Полина благодарно улыбнулась. Илья тактично не стал задавать вопросов на этот счет, однако интерес маячил где-то неподалеку. Кто этот мужчина? Чем он ее обидел? И как вообще можно обидеть такую женщину, как она? Это, как минимум, опасно для жизни. Ну а если без шуток, чаще всего мужчины восхищаются той утонченной красотой, что Полина собой являла. Сам Илья на это права не имел — помнил, о чем его предупреждал Альберт Вебер. Но его же здесь нет? В таком случае, почему бы не отметить для себя, что у Полины проникновенно-глубокий, тягуче-печальный взгляд, хрупкие, на вид холодные пальцы, которые хочется согреть, и приятный слуху голос? Она забавная, где-то наивная и совсем не высокомерная. И пусть Альберту об этом знать необязательно, но сейчас Илье было приятно проводить с ней время. За это ведь ему наказание не полагается? А даже если и так — пускай. Он не делает ничего предосудительного. Даже в мыслях.
— Почему ты жалеешь, что дрался сегодня, если тебе это нравится?
Илья прислоняясь лбом к обжигающе холодному парапету.
— Вот блин... А я уж обрадовался, что мы закончили говорить обо мне.
— Не дождешься, — шутливо злорадствовала Полина, с трудом удержавшись от того, чтобы не изобразить дьявольский смех. — Так почему? М-м?
Гордеев подбоченился, развернувшись к ней всем телом.
— И откуда ты такая почемучка?
Она прижалась щекой к плечу, видимо, решив вывести Илью на чистую воду открытой миловидной улыбочкой. И это подействовало. Безотказно.

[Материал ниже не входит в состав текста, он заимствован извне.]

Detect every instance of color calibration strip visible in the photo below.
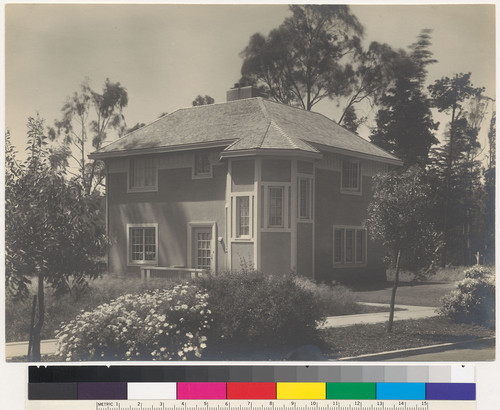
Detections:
[28,382,476,400]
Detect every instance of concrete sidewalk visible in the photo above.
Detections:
[320,303,437,329]
[5,303,437,360]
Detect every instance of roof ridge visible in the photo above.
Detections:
[255,97,269,119]
[257,120,273,148]
[263,99,398,159]
[269,120,300,149]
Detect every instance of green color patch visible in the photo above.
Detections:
[326,383,376,400]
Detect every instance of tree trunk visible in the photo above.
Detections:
[387,250,401,333]
[32,269,45,362]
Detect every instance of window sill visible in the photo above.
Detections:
[127,261,158,268]
[340,189,362,195]
[127,186,158,194]
[333,262,366,269]
[191,172,214,179]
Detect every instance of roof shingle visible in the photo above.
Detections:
[91,97,399,162]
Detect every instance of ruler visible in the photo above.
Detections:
[26,400,476,410]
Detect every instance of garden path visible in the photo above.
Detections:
[321,303,437,329]
[5,303,436,360]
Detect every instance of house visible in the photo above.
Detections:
[91,87,401,281]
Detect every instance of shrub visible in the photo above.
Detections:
[439,265,495,327]
[295,276,362,316]
[199,271,324,346]
[5,274,179,342]
[56,284,211,361]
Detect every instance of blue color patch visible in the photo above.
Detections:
[377,383,425,400]
[426,383,476,400]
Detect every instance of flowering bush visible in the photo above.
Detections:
[439,265,495,327]
[56,284,212,361]
[199,270,325,346]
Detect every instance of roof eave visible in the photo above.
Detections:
[88,139,237,159]
[220,148,323,159]
[307,141,403,166]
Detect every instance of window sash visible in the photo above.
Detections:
[342,159,360,191]
[236,196,250,238]
[298,177,312,219]
[268,187,284,227]
[333,229,344,263]
[356,229,365,263]
[130,158,157,189]
[333,227,366,265]
[194,152,212,176]
[345,229,356,263]
[129,227,157,262]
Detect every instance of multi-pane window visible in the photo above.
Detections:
[269,187,284,227]
[299,177,312,219]
[342,158,361,192]
[195,231,212,270]
[356,229,365,263]
[236,196,250,238]
[129,227,157,263]
[194,152,212,177]
[129,158,158,191]
[333,227,366,265]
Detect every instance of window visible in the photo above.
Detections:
[128,224,158,264]
[193,152,212,178]
[341,158,361,192]
[236,196,250,238]
[269,187,284,227]
[298,177,312,219]
[129,158,158,191]
[333,227,366,265]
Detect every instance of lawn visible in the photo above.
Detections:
[5,274,372,343]
[321,317,495,359]
[350,282,456,307]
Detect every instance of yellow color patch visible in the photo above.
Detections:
[276,383,326,400]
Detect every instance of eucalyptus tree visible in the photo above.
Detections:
[49,78,128,194]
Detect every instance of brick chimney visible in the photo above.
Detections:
[226,83,267,102]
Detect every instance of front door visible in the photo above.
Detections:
[192,227,214,270]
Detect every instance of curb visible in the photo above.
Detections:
[331,336,495,362]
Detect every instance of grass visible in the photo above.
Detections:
[12,317,495,362]
[386,266,469,282]
[295,277,389,316]
[321,317,495,359]
[351,282,456,307]
[5,274,394,343]
[5,274,184,343]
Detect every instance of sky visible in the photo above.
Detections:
[5,4,495,164]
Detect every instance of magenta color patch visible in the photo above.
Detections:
[177,383,226,400]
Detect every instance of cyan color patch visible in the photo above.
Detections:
[376,383,425,400]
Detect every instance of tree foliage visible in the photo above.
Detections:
[5,116,106,360]
[241,5,363,110]
[370,30,439,167]
[49,78,128,194]
[429,73,484,264]
[331,41,399,126]
[365,166,440,332]
[193,94,215,107]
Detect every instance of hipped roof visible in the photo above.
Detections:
[90,97,401,164]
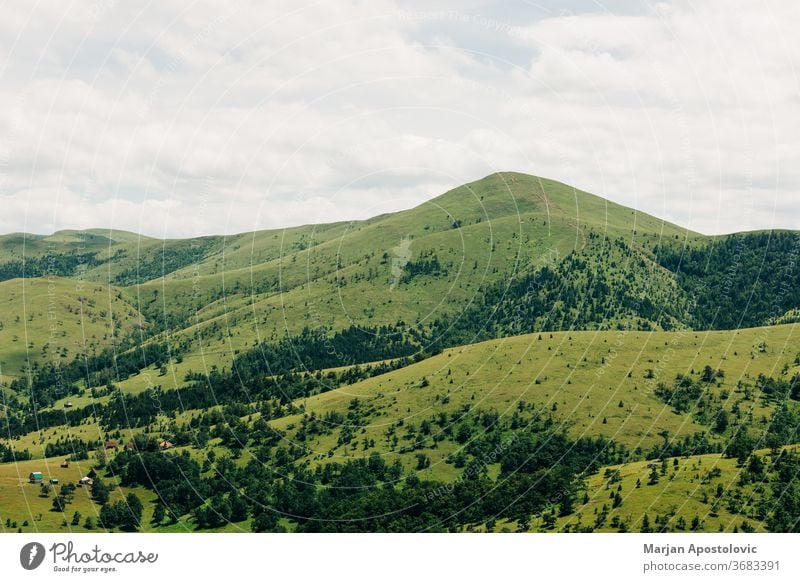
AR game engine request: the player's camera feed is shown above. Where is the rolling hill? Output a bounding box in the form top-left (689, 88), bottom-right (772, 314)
top-left (0, 172), bottom-right (800, 531)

— Я пошел в «подполье»... как бы это сказать... назло. Это было моим решением, но в то же время, я не принимал его осознанно. Хотя это и не оправдание.
— Кому назло? — не отставала Полина. — Своей девушке?
Илья сощурился, с наигранным подозрением сканируя ее заинтересованную физиономию.
— С чего ты это взяла?
— Не знаю. Первое, что на ум пришло. Если это личное — можешь не отвечать, — она снова улыбнулась для верности. — Ты не обязан.
— Нет, дело не в этом. Но в твоем предположении есть доля истины, — не стал темнить Илья: раз уж позволил Полине донимать себя расспросами, справедливо будет идти до конца. — Моя девушка... — он досадливо зажмурился, помотав головой. — То есть... бывшая девушка ненавидела то, чем я занимаюсь. Она не понимала, зачем мужики бьют друг другу морды, собирая вокруг себя толпы народу. Мол, какой в этом смысл? А я особо и не пытался объяснить. Она бы не поняла — слишком далека от всего этого.
Полина медленно кивала, силясь разглядеть что-то в непроницаемом выражении лица своего телохранителя. Но сейчас оно было нечитаемым, и она не смогла.
— Значит, бывшая? — Полина решила идти ва-банк, ничуть не стесняясь своей прямоты.
— Мы с ней, как принято говорить, не сошлись характерами, — не вдаваясь в подробности, пояснил Илья.
Вебер насупилась, продолжая буравить Гордеева испытующим взглядом.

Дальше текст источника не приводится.